On the orbit category on nontrivial $p$-subgroups and endotrivial modules
Nadia Mazza
TL;DR
The paper advances the understanding of endotrivial $kG$-modules by leveraging Grodal’s homotopy-theoretic perspective to compute the fundamental group of the orbit category on nontrivial $p$-subgroups for broad group classes. It proves a general formula for $\pi_1(\mathscr O^*_p(G))$ under $\,\Omega_1(S)\le Z(S)$ and fusion control by $N_G(S)$, yielding $K(G)\cong\operatorname{Hom}(N_G(S)/J,k^{\times})$ and, consequently, a description of $T(G)$ that extends Carlson–Thevenaz to groups with abelian Sylow $p$-subgroups.
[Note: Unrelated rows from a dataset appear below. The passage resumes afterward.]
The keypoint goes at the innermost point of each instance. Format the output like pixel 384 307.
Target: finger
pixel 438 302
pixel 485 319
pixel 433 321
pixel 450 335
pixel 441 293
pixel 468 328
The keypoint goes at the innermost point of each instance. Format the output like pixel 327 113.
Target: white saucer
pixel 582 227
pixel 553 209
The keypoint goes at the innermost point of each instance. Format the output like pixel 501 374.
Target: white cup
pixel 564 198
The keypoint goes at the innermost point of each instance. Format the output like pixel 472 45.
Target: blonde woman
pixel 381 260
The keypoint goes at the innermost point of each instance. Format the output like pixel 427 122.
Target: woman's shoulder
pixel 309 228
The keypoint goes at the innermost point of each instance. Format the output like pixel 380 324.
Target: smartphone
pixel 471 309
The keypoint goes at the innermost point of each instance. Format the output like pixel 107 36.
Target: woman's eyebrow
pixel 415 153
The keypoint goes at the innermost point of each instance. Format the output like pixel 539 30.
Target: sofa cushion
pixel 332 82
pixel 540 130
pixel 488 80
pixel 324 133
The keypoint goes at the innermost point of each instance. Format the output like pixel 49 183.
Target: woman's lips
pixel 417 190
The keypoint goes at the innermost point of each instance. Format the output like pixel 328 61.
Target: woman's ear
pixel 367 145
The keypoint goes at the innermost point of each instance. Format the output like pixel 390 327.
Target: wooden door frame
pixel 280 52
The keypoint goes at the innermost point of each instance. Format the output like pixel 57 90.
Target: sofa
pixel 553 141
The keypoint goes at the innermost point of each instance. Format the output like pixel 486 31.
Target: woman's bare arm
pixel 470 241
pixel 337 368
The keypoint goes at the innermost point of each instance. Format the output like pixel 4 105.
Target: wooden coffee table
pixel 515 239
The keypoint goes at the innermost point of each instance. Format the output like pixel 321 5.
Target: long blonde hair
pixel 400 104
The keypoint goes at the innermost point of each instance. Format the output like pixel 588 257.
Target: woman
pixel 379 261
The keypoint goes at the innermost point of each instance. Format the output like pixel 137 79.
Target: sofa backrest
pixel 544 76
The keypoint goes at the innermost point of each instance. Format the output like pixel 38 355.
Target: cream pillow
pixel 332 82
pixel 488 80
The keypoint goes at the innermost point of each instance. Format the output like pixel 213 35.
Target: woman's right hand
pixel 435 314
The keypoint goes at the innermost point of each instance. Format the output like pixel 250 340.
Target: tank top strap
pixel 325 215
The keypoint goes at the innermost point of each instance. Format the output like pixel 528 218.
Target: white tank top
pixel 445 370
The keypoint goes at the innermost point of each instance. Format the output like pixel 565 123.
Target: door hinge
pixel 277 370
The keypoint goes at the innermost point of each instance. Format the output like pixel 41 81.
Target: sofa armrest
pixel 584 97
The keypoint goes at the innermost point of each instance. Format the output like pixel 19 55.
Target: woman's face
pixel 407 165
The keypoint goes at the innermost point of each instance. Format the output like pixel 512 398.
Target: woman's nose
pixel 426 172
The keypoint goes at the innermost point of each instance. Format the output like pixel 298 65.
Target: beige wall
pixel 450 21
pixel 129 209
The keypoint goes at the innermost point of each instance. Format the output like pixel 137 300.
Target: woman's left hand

The authors then specialize to odd primes with split metacyclic Sylow $p$-subgroups, providing an explicit two-case description of $\pi_1(\mathscr O^*_p(G))$ depending on whether $E\subseteq Z(S)$, and, in the noncentral case, a more intricate presentation in terms of $N_G(S)$, $O^{p'}$-subgroups, and centralizers. This work not only generalizes known results for abelian Sylow $p$-subgroups but also completes a detailed treatment of the metacyclic scenario, enhancing the computation of endotrivial groups in a wider suite of finite groups.
Abstract
Let $p$ be a prime, let $G$ be a finite group of order divisible by $p$, and let $k$ be a field of characteristic $p$. An endotrivial $kG$-module is a finitely generated $kG$-module $M$ such that its endomorphism algebra $\operatorname{End}_kM$ decomposes as the direct sum of a one-dimensional trivial $kG$-module and a projective $kG$-module. In this article, we determine the fundamental group of the orbit category on nontrivial $p$-subgroups of $G$ for a large class of finite groups, and use Grodal's approach to describe the group of endotrivial modules for such groups. Hence, we improve on the results about the group of endotrivial modules for finite groups with abelian Sylow $p$-subgroups obtained by Carlson and Thévenaz. With some additional analysis, we then determine the fundamental group of the orbit category on nontrivial $p$-subgroups of $G$ and the group of endotrivial $kG$-modules in the case when $G$ has a metacyclic Sylow $p$-subgroup for $p$ odd.